By unveiling the ambitious climate package “Fit for 55”, the European Commission showed that the EU’s climate law adopted in April can have teeth. The proposed overhaul of the EU’s regulatory environment is necessary to deliver on the promise to cut greenhouse gas emissions by 55% by 2030 and reduce them to net-zero by 2050.
Igor Kočiš is the CEO of GA Drilling.
On the other side of the Atlantic, the energy efficiency and clean electricity standard proposed by the administration of US President Biden as part of the $2.25 trillion American Jobs Plan include the mandate to phase out the fossil fuels from the electricity mix by 2035.
While the oil and gas industry recognize the challenges posed by the decisive shift towards clean energy and gradual abandonment of fossil fuels, they are still too slow in grasping the opportunities arising from the green transition push.
According to a recent CMS study, the world’s largest oil and gas companies currently invest $8.8 billion in renewable energy annually. At the same time, only in the EU fossil fuel sees exemptions and lower tax rates that amount to €35 billion every year. Had these subsidies alone been used to boost the investments into renewables, it would allow the oil and gas majors to achieve the Paris warming target of 2 degrees Celsius.
The green transition represents a paradigm shift. To mitigate its impact, oil and gas companies adopted various diversification strategies with the aim to make the most of their existing infrastructure and know-how: pipelines, refineries, drilling tools, as well as highly skilled workforce.
Ultra-deep geothermal energy checks all these boxes while delivering enough clean energy to shut down or repurpose all powerplants using fossil fuels. The key is innovation: the new plasma-based drilling technique developed by GA Drilling (GAD) can keep drilling costs linear also at ultra-deep depth and thus unlock a massive opportunity. It is the future of ultra-deep drilling that will tap geothermal energy anywhere.
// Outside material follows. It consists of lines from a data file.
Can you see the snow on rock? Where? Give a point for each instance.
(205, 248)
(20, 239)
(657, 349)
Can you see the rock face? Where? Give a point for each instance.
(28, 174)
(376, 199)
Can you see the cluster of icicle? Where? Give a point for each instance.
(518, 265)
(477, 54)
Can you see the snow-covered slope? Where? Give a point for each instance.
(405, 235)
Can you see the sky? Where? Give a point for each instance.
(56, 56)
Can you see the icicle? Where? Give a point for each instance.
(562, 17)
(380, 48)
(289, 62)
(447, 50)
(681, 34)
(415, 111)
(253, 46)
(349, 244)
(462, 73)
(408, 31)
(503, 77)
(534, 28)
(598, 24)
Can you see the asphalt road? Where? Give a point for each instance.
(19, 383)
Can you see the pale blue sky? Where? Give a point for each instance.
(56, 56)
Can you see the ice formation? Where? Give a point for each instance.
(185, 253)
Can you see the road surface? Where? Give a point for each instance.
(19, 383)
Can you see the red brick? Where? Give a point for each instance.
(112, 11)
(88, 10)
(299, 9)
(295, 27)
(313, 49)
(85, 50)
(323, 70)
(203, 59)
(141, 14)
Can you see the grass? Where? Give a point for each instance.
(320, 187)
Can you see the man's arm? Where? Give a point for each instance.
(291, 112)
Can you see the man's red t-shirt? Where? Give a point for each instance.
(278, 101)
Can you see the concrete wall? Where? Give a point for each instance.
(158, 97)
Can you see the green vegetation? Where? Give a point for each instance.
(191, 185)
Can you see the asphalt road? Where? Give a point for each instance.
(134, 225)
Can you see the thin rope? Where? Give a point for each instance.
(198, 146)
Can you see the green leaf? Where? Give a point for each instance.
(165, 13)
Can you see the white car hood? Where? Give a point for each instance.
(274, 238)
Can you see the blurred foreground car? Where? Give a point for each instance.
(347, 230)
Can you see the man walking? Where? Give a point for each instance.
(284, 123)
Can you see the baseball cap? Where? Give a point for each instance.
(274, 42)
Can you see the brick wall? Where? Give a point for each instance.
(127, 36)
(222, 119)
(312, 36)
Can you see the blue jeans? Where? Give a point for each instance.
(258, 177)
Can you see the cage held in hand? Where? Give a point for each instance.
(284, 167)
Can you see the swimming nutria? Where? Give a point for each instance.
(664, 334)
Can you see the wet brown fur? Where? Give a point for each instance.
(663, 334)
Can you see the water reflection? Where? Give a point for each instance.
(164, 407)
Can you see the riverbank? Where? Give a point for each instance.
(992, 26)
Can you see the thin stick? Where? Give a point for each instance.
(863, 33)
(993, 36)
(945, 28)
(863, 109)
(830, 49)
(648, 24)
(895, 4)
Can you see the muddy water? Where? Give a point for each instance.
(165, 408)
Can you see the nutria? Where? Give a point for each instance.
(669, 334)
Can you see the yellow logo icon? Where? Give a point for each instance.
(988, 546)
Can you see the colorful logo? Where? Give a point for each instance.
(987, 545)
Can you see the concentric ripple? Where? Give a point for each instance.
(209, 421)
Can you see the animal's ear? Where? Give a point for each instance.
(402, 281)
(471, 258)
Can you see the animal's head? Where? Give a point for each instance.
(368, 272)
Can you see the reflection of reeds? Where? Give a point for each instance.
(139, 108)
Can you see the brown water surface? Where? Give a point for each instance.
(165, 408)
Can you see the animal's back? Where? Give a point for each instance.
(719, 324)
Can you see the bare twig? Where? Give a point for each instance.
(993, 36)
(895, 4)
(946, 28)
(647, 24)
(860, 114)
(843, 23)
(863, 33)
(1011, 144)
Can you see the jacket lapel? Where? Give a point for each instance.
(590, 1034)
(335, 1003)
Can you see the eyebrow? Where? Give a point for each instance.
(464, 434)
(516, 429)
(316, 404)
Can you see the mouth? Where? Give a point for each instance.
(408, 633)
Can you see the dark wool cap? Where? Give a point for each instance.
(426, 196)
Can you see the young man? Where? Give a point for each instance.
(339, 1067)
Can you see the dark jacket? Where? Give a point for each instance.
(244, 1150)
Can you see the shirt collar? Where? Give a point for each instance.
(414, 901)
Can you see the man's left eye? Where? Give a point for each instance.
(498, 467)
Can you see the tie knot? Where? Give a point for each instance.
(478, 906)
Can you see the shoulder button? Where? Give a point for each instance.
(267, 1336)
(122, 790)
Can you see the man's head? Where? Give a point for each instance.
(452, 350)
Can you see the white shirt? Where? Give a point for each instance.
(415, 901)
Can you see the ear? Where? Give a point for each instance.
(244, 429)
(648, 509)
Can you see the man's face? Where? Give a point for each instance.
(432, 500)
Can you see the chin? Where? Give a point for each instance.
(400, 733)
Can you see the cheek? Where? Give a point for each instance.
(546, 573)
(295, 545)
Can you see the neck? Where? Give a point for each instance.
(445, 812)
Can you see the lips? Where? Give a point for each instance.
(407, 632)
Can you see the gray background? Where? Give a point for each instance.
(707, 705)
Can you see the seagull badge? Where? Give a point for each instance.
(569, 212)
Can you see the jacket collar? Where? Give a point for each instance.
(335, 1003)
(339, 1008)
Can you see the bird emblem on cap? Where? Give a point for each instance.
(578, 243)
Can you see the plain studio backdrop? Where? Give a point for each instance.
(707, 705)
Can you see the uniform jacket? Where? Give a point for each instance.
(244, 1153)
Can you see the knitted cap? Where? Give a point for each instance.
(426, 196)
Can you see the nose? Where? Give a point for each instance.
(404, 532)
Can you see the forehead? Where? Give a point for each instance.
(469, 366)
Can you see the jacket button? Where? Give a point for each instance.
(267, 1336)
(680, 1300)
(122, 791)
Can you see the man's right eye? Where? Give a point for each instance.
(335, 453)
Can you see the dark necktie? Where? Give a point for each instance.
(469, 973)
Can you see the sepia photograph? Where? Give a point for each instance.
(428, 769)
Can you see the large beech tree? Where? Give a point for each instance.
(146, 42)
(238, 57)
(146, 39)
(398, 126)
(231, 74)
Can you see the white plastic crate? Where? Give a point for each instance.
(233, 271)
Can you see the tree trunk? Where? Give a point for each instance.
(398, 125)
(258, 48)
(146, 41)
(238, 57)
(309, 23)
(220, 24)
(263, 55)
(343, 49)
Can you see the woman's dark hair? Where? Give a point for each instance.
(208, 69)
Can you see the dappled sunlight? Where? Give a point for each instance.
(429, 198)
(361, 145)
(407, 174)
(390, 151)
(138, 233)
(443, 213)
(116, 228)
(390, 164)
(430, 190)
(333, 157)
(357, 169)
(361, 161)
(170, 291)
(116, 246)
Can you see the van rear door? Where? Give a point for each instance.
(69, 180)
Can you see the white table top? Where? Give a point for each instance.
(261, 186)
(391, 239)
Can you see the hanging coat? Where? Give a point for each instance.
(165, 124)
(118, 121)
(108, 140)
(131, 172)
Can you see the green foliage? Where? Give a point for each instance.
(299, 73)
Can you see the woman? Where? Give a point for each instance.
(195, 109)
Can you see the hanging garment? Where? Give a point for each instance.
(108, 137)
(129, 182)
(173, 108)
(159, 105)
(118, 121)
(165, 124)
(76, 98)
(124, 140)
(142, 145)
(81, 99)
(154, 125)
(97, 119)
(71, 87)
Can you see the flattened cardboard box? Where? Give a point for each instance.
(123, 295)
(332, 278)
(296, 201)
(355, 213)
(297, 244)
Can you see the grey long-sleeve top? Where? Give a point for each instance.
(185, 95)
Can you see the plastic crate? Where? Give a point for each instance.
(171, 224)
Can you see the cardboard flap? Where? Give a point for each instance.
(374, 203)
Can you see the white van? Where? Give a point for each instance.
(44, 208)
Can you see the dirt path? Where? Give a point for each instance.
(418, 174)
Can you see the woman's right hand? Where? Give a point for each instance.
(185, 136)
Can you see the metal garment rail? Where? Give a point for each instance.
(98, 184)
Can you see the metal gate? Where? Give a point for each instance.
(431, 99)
The drilling platform PLASMABIT co-operates with standard drilling equipment. It uses conventional technology in shallow sediments and soft layers for the initial thousands of feet but will penetrate hard rock to ultra-deep levels at an economically competitive cost.
The principle of plasma drilling also enables a significantly longer device service lifetime than conventional mechanical drilling techniques commonly used today. The longer drill lifetime significantly reduces the need for regular replacement of the tools, and thus the non-productive drilling time is considerably reduced.
For the oil and gas industry, investing in deep geothermal is more than diversification: it is the future. Climate policies that the world’s largest economies will adopt will soon make fossil fuels too expensive to compete with renewables.
This is why GA Drilling, as an R&D startup company, decided to actively seek partners from the oil and gas industry to participate in PLASMABIT development, testing, and deployment. We believe that together we will set the global industry standard for ultra-deep geothermal by 2030 and achieve even the most ambitious climate goals.